月光のカルネヴァーレ (Gekkō no Karunevāre)
- Developer: Nitroplus
- Publisher: Nitroplus
- Genre: Eroge, Visual novel, Gothic
- Platform: Windows
- Released: January 26, 2007
- Written by: J Sairō
- Illustrated by: Oosaki Shinya
- Published by: Akita Shoten
- Magazine: Champion Red
- Original run: April 2007 – February 2008
- Volumes: 2

Gekkō no Carnevale ~Silver Caryatid~ (月光のカルネヴァーレ～白銀のカリアティード～)
- Written by: J Sairō
- Illustrated by: Oosaki Shinya
- Published by: Shogakukan
- Imprint: Gagaga Bunko
- Original run: May 24, 2007 – April 23, 2008
- Volumes: 3

= Gekkō no Carnevale =

2007 video game

Gekkō no Carnevale (月光のカルネヴァーレ, Gekkō no Karunevāre) is a Japanese eroge visual novel developed by Nitroplus that was released on January 26, 2007. Gekkō no Carnevale has been adapted into a manga, a light novel, and a drama CD. It is a story set in a Gothic world.

==Plot and Setting==
The story takes place in a city resembling Italy, known as Belmonte, with the technology levels resembling levels in the late 19th century. In this city there are human-sized mechanical dolls known as "Automata" who serve the people of the city.
The protagonist, Romeo, is a taxi driver who was originally involved in an organization known as the "Orma Rossa"(Red Mark). He finds an automata in the shape of a young woman, who appears to have amnesia. He names her Anna and they start living together.
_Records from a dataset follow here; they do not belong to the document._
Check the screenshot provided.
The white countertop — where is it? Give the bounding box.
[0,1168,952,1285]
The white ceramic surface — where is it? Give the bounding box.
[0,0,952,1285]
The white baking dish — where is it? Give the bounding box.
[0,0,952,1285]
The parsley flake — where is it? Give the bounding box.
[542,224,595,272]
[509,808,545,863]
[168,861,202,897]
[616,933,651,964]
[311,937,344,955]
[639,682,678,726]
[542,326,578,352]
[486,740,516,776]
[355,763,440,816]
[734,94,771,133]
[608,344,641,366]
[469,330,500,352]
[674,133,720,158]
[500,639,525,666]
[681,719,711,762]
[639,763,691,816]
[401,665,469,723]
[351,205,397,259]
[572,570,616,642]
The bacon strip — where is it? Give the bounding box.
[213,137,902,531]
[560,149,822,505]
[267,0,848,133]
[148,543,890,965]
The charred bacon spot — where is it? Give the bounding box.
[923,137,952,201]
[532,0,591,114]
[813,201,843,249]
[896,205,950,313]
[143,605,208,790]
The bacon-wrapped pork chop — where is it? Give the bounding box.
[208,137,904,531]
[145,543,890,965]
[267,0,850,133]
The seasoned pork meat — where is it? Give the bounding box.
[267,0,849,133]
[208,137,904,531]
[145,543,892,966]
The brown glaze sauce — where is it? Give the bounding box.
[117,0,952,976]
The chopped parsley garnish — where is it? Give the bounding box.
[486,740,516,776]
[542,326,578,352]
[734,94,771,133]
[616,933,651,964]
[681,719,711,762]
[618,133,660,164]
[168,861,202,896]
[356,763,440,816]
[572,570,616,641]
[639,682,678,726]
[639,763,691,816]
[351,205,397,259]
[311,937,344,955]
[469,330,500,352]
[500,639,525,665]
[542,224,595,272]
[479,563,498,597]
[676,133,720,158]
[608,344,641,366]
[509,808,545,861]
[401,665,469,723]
However, sometime later, the Orma Rossa begin to catch up to Romeo, and an organization composed of automata also appears; thus, Romeo must fight to protect his current life.

==Voice Actors==
- Romeo - Tomokazu Sugita
- Anna - Miyabi Himeno
- Lunaria - Kaori Mizuhashi
- Noel - Mia Naruse
- Germano - Kamezō Yushiyanagi
- Rebecca - Kaori Okuda
- Valentino - Dai Matsuri
- Guglielmo - Kazuya Ichijo
- Silvio - Kurōzaemon Matsugami
- Carmelo - Makoto Yasumura
- Marcantonio - Dai Sasaki
- Iris - Runa Sakaki
- Perla - Kisato Shinuchi
- Korunarina - Erena Kaibara
- Pius - Kōtei
- Alternaria - Mia Kureno
- Davide - Kyōnosuke Hiruma
- Paolo - Itsuki Akiyama
- Fabio - Ryou Majima
- Bice - Megumi Yuki

==Reception==
In the first half of the year of 2007, Gekkō no Carnevale was able to net enough sales to place it as the 50th highest selling visual novel on Getchu.com.